Wohnhaus Luhestraße 19
Über dieses Denkmal
Die Luheinsel in Winsen war in den vergangenen Jahrhunderten Wohn- und Arbeitsort einer Vielzahl an Handwerkern. Die Luhestraße 19, das kleinste Haus Winsens, blickt auf eine jahrhundertealte Geschichte zurück. Es wurde vom Heimat- und Museumsverein Winsen (Luhe) und Umgebung erworben, um dieses Denkmal für die Zukunft zu erhalten. Viele Jahrzehnte war es unbewohnt und blieb dadurch von großen Umbaumaßnahmen verschont. Das historisch bedeutsame Gebäude birgt viele Rätsel, die das Museum im Marstall bei seiner Restaurierung entdecken und aufklären will. Dazu wird es aktuell von Spezialist-/innen wie einem Bauforscher, einer Restauratorin, einem archäologischen Team und einem Stadtgeschichtler untersucht.
Programm
Zwischen 13 und 16 Uhr kann das Gebäude bei rund 30-minütigen Führungen besichtigt werden. (13 Uhr, 13:45 Uhr, 14:30 Uhr, 15:15 Uhr) Zudem werden zwei Handwerker vor Ort sein, die bei der Restaurierung des Historischen Gebäudes von 1647 mitwirken: Tassilo Turner, Spezialist für Fachwerksanierung, erläutert die komplizierten Arbeiten am Gebäude. Denn ganz so einfach ist das Ersetzen eines Fachwerks in einem so alten Gebäude wie der Luhestrasse nicht: Das Einarbeiten neuer Fachwerkschwellen bei einem stark verformten Haus ist ebenso aufwendig wie die Ergänzung verfaulter Tragehölzer.

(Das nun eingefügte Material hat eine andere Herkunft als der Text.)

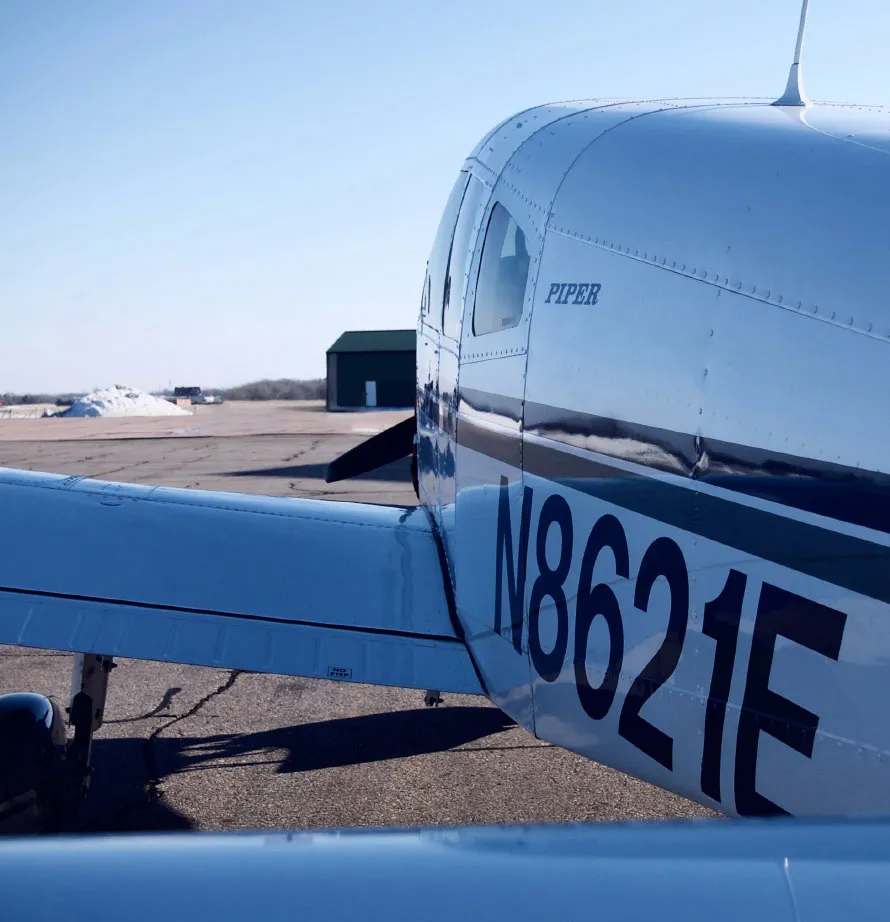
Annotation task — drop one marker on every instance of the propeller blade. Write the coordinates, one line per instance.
(389, 445)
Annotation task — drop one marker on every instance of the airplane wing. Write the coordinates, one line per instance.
(292, 586)
(791, 871)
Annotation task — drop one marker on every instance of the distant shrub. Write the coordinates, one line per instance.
(60, 400)
(274, 389)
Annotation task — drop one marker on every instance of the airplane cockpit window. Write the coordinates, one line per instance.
(503, 274)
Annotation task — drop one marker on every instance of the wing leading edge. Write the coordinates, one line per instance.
(331, 590)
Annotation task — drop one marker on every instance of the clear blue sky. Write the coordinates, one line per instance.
(211, 191)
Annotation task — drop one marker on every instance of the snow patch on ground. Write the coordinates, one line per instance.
(122, 401)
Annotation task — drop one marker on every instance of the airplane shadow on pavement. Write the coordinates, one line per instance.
(128, 775)
(394, 472)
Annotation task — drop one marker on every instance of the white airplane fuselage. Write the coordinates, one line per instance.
(653, 361)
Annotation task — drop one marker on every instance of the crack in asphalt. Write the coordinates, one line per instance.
(164, 705)
(152, 790)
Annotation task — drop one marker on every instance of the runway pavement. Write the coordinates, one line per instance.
(188, 747)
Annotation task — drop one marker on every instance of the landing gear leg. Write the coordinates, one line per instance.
(89, 686)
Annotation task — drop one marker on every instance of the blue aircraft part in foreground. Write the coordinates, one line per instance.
(784, 871)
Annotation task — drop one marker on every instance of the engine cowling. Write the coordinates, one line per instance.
(33, 739)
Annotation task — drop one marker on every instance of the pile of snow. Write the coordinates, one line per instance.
(123, 401)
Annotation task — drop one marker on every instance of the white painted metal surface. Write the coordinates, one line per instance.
(333, 590)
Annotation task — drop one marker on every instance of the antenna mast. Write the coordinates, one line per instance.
(794, 94)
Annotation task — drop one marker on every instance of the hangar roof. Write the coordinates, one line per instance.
(376, 341)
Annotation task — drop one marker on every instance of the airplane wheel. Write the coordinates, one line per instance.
(33, 780)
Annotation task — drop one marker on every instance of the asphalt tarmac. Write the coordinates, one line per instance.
(185, 747)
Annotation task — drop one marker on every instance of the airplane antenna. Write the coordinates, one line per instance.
(794, 94)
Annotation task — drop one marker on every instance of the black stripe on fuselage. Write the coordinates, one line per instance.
(836, 491)
(854, 563)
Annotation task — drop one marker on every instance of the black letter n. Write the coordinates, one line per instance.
(515, 586)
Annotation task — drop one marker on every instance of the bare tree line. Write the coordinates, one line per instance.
(267, 389)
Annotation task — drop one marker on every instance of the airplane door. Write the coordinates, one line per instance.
(460, 259)
(493, 510)
(429, 333)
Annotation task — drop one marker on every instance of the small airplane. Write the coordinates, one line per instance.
(654, 520)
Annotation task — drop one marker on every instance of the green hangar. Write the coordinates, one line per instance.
(372, 368)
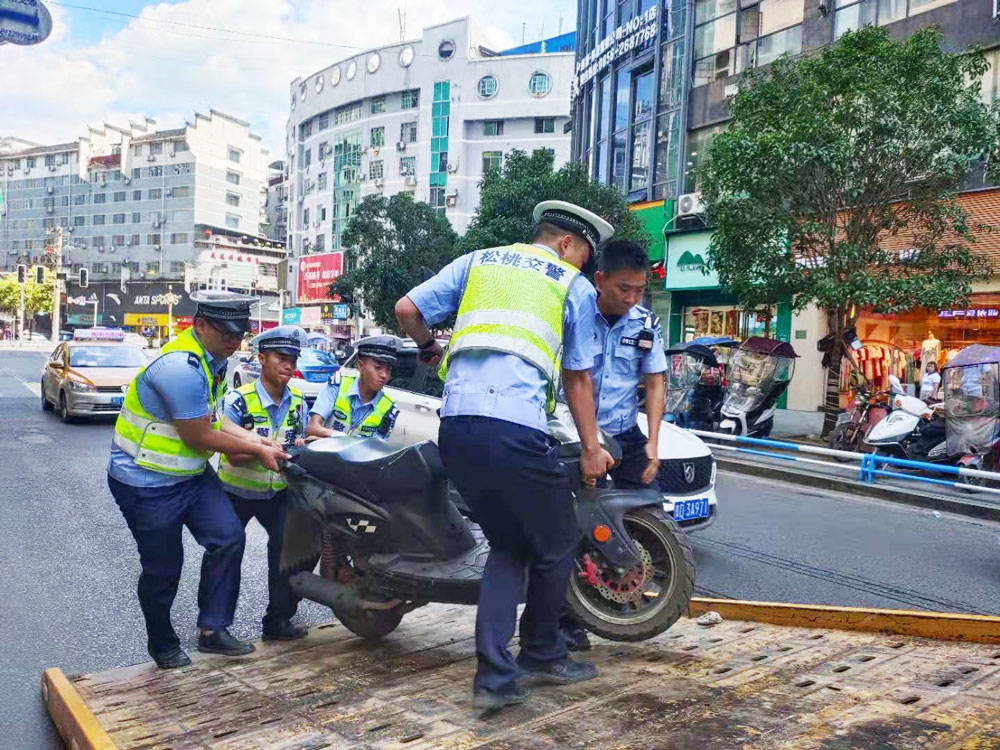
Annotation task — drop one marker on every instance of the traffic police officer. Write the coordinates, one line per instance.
(524, 313)
(357, 405)
(270, 408)
(158, 472)
(631, 352)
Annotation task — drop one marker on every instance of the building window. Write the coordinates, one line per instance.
(545, 125)
(410, 99)
(487, 87)
(539, 84)
(492, 160)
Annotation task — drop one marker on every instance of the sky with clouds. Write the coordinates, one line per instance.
(115, 60)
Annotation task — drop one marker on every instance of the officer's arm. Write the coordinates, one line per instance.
(199, 434)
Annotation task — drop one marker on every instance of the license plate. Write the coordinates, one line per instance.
(687, 510)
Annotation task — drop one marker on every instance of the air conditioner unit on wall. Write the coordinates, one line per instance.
(690, 204)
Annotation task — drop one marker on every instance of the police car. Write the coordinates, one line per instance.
(687, 466)
(88, 376)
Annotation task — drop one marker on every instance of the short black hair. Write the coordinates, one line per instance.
(616, 255)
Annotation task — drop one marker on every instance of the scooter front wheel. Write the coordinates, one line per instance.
(645, 600)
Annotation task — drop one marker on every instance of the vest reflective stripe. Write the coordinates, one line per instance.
(254, 476)
(340, 420)
(153, 443)
(513, 303)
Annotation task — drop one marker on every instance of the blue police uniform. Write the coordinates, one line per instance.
(269, 507)
(631, 348)
(157, 505)
(493, 442)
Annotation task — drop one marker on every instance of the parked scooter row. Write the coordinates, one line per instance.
(738, 398)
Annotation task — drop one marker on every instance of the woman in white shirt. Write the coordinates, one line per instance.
(930, 382)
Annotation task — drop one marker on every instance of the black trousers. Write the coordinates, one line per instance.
(282, 603)
(518, 491)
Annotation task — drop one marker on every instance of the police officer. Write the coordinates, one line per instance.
(270, 408)
(524, 313)
(357, 405)
(631, 352)
(169, 426)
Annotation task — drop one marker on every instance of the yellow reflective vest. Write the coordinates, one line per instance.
(513, 303)
(155, 444)
(254, 476)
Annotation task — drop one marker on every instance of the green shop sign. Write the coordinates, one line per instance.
(685, 262)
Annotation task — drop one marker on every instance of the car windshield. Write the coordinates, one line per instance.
(106, 356)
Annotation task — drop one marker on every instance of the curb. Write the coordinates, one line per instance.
(76, 723)
(965, 507)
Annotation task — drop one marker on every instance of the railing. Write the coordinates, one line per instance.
(865, 465)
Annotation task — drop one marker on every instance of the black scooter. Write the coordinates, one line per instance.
(392, 539)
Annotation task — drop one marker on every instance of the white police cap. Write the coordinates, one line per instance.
(574, 219)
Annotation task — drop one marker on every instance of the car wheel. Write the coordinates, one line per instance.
(64, 414)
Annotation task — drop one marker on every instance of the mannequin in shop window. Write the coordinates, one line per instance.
(930, 349)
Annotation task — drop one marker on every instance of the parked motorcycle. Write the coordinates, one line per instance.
(759, 372)
(911, 430)
(393, 540)
(972, 409)
(694, 387)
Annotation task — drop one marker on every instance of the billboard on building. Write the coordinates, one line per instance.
(316, 273)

Dabei werden auch typische Zimmermannsarbeiten vorgestellt. Der Restaurator und Malermeister im Handwerk, Thorsten Neidhardt wird ebenfalls vor Ort sein. Er ist zuständig für die Restaurierung und Wiederherstellung der Wandoberflächen in der Luhestraße. Auch er führt vor Ort einige Arbeiten vor, wie das Anlegen und Freilegen von sogenannten „Farbtreppen“.
Hinweise
Das Gebäude selber ist nicht barrierefrei.
Führung mit Einblicken in aktuelle Untersuchungen
Zeiten
Bei einer Führung erhalten Sie exklusive Einblicke in die aktuellen Forschungen zur Luhestraße 19. Wir erläutern Ihnen die die Besonderheiten des Gebäudes anhand holzkundlicher Untersuchungen (Dendrochronologie), Funden aus den Fußböden, die ergraben wurden, oder den ersten Tapeten des Gebäudes.
Hinweise
In unmittelbarer Nähe des Gebäudes gibt es keine Parkmöglichkeiten. Bitte nutzen Sie die öffentlichen Parkplätze der Stadt, z. B. an der Eppens Allee. Der Zugang ist nicht barrierefrei.
Für diesen Programmpunkt ist keine Anmeldung erforderlich.